Nicht das Gericht hat mit Phantasiebeweisen der Wirklichkeit ein Urteil abringen wollen, nein, die
Verteidigung habe »dafür gesorgt, dass das Verfahren in einen 1,2 Millionen-Euro-Mammutprozess
über zwei Jahre ausartete«. Die 350 Ordner an Material »füllten ein ganzes Zimmer«, zitierte die
Welt die bedrängte Richterin Rebsam-Bender, und unwillkürlich sieht man sie vor lauter Akten in
ihrem Dienstzimmer auf dem Boden sitzen.

Ist das nett? Nein, das ist gar nicht nett. So geht man mit einer deutschen Richterin einfach nicht
um. Fünf Dolmetscher seien überdies zum Einsatz gekommen, und für die, die immer noch nicht
kapiert haben, dass eine solche Verteidigung in Zukunft unmöglich gemacht werden muss, fügt die
Welt hinzu: »Zahlen muss der Bund.«

Deutlicher geht's nun auch in der Welt nicht mehr. Deswegen erlaube ich mir die Ergänzung: Der
»Bund« sind natürlich Sie und ich, die Steuerzahler.

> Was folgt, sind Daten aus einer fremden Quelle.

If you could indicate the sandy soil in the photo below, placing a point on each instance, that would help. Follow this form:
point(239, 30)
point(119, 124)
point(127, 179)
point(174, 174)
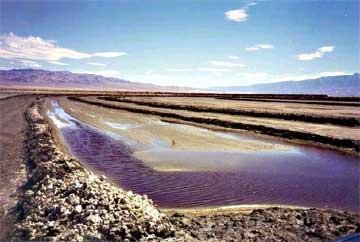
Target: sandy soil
point(12, 136)
point(310, 109)
point(320, 129)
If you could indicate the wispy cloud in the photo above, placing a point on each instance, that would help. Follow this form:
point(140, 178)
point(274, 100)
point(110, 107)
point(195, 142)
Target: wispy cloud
point(233, 57)
point(26, 63)
point(58, 63)
point(95, 64)
point(179, 69)
point(236, 15)
point(36, 48)
point(209, 69)
point(239, 15)
point(259, 47)
point(227, 64)
point(252, 75)
point(319, 53)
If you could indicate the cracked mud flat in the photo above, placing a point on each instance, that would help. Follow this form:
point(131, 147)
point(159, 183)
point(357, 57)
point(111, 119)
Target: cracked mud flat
point(50, 210)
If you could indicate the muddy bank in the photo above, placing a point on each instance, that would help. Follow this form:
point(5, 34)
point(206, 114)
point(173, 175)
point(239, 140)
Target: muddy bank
point(64, 201)
point(12, 161)
point(284, 133)
point(342, 121)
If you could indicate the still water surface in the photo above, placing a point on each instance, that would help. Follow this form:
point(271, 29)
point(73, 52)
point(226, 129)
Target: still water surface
point(302, 175)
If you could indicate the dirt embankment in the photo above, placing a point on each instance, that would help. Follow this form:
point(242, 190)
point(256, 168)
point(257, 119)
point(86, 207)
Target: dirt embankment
point(64, 201)
point(12, 159)
point(284, 133)
point(272, 224)
point(342, 121)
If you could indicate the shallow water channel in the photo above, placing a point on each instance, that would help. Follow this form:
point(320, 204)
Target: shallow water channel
point(299, 175)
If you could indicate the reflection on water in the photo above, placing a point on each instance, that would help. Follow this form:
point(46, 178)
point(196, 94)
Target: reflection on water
point(302, 176)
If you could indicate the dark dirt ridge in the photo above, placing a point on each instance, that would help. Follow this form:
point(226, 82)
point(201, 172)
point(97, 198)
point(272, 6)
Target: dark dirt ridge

»Deutschland ist ein Zielgebiet des internationalen Terrorismus«, folgert messerscharf ein Thorsten
Jungholt in seinem Welt-Kommentar: »Abseits der abstrakten Warnungen der Sicherheitsbehörden
wird das immer dann deutlich, wenn die Staatsschutzsenate der Republik ihre Entscheidungen
verkünden.«

Während ich immer dachte, ein Zielgebiet des internationalen Terrorismus zeichne sich durch
besonders viele Anschläge, nicht besonders viele Urteile aus. Nicht, dass ich mir irgendwelche
Anschläge herbeisehnen würde, aber in Deutschland ist es genau anders herum:

Deutschland ist ein Zielgebiet für besonders viele »abstrakte Warnungen« und besonders viele
dubiose Urteile. Mounir al-Motassadeq lässt grüßen. Nicht doch: »Wenn die Stuttgarter Verteidiger
nun Revision vor dem Bundesgerichtshof ankündigen, ist ihnen zu sagen: nur zu. Es ist
Selbstverständlichkeit und Stärke des Rechtsstaats, dass er auch Terroristen diese Mittel zur
Verfügung stellt – und dennoch am Ende zu Entscheidungen kommen kann, mit denen überführten
Terroristen mit gebotener Härte begegnet wird. Ganz ohne Feindstrafrecht oder rechtsfreie Zonen
wie Guantanamo.«

Bis auf die anonymen Zeugen und die fehlenden substanziellen Beweise natürlich. Guantanamo ist
eben doch überall – auch in Stuttgart.